UK credit card marketing

If you live in the UK you’re probably quite used to receiving junk mail. For me, and I know that I’m not alone here, a lot of the junk mail I get emanates from credit card providers. It seems that everybody else’s credit card is better than the one I have currently. There’s the usual carrot and stick, offers of 0% interest for 12 months (longer with some of the more desperate providers), cashback or famous-name High Street store vouchers, etc.

I don’t like naming names, but Capital One would appear to be the worst culprits. I think it was one of their envelopes that has a return address on the back of it – it has a disclaimer stating that a fee will be charged if the item is returned. I find that astounding, albeit I won’t be paying the fee, whoever attempts to deliver it will probably have to, and even then it’ll be very much subject to a response of “two fingers“, “up yours” or “not on your nelly” from the person attempting the return delivery. This weekend, I spent many hours in my study clearing out old magazines, old mail, etc. I lost count of the number of Capital One envelopes that I had to process. I say “process” because I had to open each one – there’s a plastic replica of the “credit card you could have” inside most of the envelopes. My shredder doesn’t like plastic, nor does my paper recycling facility.

Now this presents another problem: a large proportion of the general public will probably just throw the whole envelope in to the general trash. This then opens them up to possible identity theft. This has negative effects for both the individual concerned and the credit card company. Granted, in order to successfully apply for a credit card you do need more information than is present on those forms the credit card company pre-print for you, but it’s a start. The prospective credit card company have essentially established a relationship with you by pre-printing some information on the forms. By making it as easy as possible for you complete the form, they are of course hoping to get you to sign on the dotted line and join their debt mountain.

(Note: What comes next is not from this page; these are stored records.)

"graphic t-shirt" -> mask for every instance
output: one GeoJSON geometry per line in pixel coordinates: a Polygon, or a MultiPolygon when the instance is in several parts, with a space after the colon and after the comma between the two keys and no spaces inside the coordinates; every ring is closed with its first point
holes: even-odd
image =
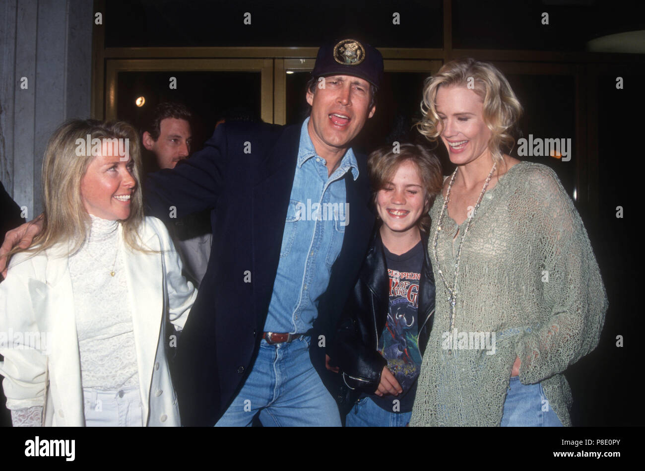
{"type": "Polygon", "coordinates": [[[410,412],[417,391],[417,378],[421,367],[417,310],[423,250],[421,242],[401,255],[395,255],[383,247],[390,277],[390,306],[385,328],[379,339],[379,352],[388,361],[388,368],[403,392],[381,397],[371,394],[370,397],[390,412],[410,412]],[[399,401],[398,410],[394,406],[395,399],[399,401]]]}

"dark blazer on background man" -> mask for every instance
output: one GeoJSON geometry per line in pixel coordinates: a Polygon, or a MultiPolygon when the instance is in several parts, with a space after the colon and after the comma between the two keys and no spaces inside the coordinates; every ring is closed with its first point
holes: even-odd
{"type": "MultiPolygon", "coordinates": [[[[145,182],[147,214],[168,221],[173,210],[183,217],[212,210],[212,256],[177,348],[183,425],[213,425],[251,371],[277,270],[301,126],[221,125],[202,150],[145,182]]],[[[351,172],[344,177],[349,223],[312,332],[312,362],[337,398],[342,379],[325,368],[326,349],[319,345],[331,346],[374,223],[366,159],[356,158],[358,179],[351,172]]]]}

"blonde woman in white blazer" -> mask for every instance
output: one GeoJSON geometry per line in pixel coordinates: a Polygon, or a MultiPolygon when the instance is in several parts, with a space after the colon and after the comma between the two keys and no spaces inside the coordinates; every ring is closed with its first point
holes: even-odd
{"type": "Polygon", "coordinates": [[[197,292],[163,224],[143,217],[139,148],[124,123],[70,121],[50,140],[43,230],[0,283],[14,426],[181,425],[165,316],[181,330],[197,292]]]}

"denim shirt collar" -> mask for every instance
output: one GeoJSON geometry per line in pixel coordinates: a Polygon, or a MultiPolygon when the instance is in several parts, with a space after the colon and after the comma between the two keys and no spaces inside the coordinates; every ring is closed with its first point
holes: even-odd
{"type": "MultiPolygon", "coordinates": [[[[303,127],[300,129],[300,145],[298,147],[299,168],[303,166],[303,165],[307,160],[318,155],[316,154],[316,150],[313,147],[313,143],[312,142],[312,138],[309,136],[309,130],[307,127],[308,124],[309,117],[304,120],[304,123],[303,123],[303,127]]],[[[320,157],[319,155],[318,156],[320,157]]],[[[355,181],[356,179],[359,177],[359,166],[356,162],[356,157],[354,155],[354,152],[351,147],[347,149],[345,155],[342,156],[341,165],[339,165],[336,171],[341,170],[342,174],[344,175],[350,169],[352,170],[352,175],[355,181]]]]}

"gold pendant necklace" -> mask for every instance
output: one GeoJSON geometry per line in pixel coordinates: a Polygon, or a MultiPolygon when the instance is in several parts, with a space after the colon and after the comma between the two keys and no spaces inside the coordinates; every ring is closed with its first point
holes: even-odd
{"type": "MultiPolygon", "coordinates": [[[[464,245],[464,241],[466,239],[466,234],[468,232],[468,229],[470,228],[470,223],[473,220],[473,217],[475,216],[475,213],[477,212],[477,209],[479,208],[479,205],[481,203],[482,198],[484,197],[484,194],[486,193],[486,190],[488,187],[488,183],[490,183],[490,179],[493,176],[493,174],[495,172],[495,167],[497,166],[497,163],[493,163],[493,168],[490,169],[490,173],[488,174],[488,176],[486,177],[486,181],[484,182],[484,186],[482,188],[481,192],[479,193],[479,197],[477,198],[477,202],[475,204],[475,206],[473,208],[472,212],[470,215],[468,217],[468,223],[466,225],[466,228],[464,230],[463,234],[461,235],[461,240],[459,241],[459,246],[457,251],[457,259],[455,260],[455,263],[454,265],[455,268],[455,275],[453,278],[452,286],[451,286],[448,285],[448,281],[444,276],[443,270],[441,270],[441,265],[439,265],[439,257],[437,254],[437,245],[439,240],[439,231],[441,230],[441,225],[443,223],[444,215],[446,213],[446,210],[448,208],[448,203],[450,199],[450,190],[452,188],[452,185],[455,183],[455,177],[457,176],[457,171],[459,170],[459,166],[455,169],[455,171],[452,174],[452,177],[450,179],[450,183],[448,186],[448,190],[446,192],[446,197],[444,199],[443,206],[441,208],[441,212],[439,214],[439,221],[437,223],[437,230],[435,231],[435,236],[432,240],[432,255],[434,256],[435,263],[436,263],[437,270],[441,277],[441,280],[443,281],[444,286],[446,287],[446,291],[448,294],[448,301],[450,303],[450,335],[452,336],[455,332],[455,318],[456,317],[455,312],[457,311],[457,295],[458,293],[457,288],[457,282],[459,279],[459,262],[461,261],[461,249],[464,245]]],[[[448,274],[446,273],[446,275],[448,274]]],[[[448,354],[452,354],[452,348],[450,348],[448,351],[448,354]]]]}

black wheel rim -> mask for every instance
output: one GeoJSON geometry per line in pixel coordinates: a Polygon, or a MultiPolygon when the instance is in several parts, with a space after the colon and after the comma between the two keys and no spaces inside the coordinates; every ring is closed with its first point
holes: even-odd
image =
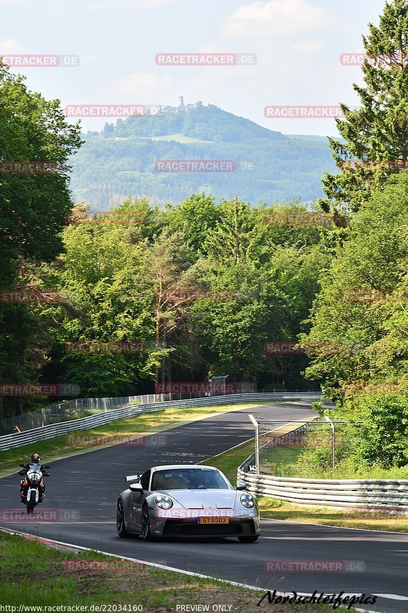
{"type": "Polygon", "coordinates": [[[122,503],[118,502],[117,503],[117,512],[116,513],[116,526],[117,527],[117,531],[122,532],[124,527],[124,513],[123,508],[122,506],[122,503]]]}
{"type": "Polygon", "coordinates": [[[149,517],[149,511],[145,506],[143,507],[143,512],[142,513],[142,533],[145,538],[148,536],[149,531],[150,517],[149,517]]]}

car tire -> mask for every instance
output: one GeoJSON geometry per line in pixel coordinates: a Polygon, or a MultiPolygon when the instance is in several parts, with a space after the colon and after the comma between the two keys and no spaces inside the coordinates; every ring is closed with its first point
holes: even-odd
{"type": "Polygon", "coordinates": [[[149,508],[145,503],[142,507],[142,516],[141,517],[141,528],[142,531],[142,538],[144,541],[151,541],[152,531],[150,524],[150,514],[149,508]]]}
{"type": "Polygon", "coordinates": [[[125,514],[123,510],[123,503],[121,498],[117,501],[116,508],[116,530],[121,538],[126,538],[129,536],[125,529],[125,514]]]}
{"type": "Polygon", "coordinates": [[[259,538],[259,535],[256,535],[254,536],[239,536],[238,540],[240,543],[256,543],[259,538]]]}

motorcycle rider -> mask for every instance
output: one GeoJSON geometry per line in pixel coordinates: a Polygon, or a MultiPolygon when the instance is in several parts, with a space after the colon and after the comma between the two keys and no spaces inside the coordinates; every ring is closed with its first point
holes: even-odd
{"type": "MultiPolygon", "coordinates": [[[[34,464],[39,464],[41,460],[39,454],[32,454],[31,455],[31,462],[28,462],[25,465],[23,468],[21,468],[21,472],[23,473],[24,471],[26,473],[31,468],[34,464]]],[[[42,474],[48,476],[48,473],[45,470],[44,466],[41,465],[40,466],[40,470],[42,474]]],[[[23,504],[24,503],[24,500],[26,496],[27,495],[27,492],[28,490],[28,481],[27,481],[27,478],[24,481],[20,482],[20,495],[21,496],[21,501],[23,504]]],[[[39,485],[39,502],[43,502],[44,500],[44,497],[45,496],[45,484],[42,479],[40,481],[39,485]]]]}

What’s the solution? Well, I believe that the credit card companies should pull together and rationalise their junk mailings. They should offer their own Mailing Preference Service – and we should be able to register with our current credit card provider. This would mean a huge reduction in the amount of pure junk mail that is sent around the UK and as a side-effect, will see a very small reduction in indentity theft and case of credit card fraud. This approach does have a downside: our current credit card providers will have to wise up and offer existing customers better deals. Existing customers get it in the neck: rarely do they get preferential APRs or 0% offers. But at least they would get to keep their customers, and that has to be a good thing, surely?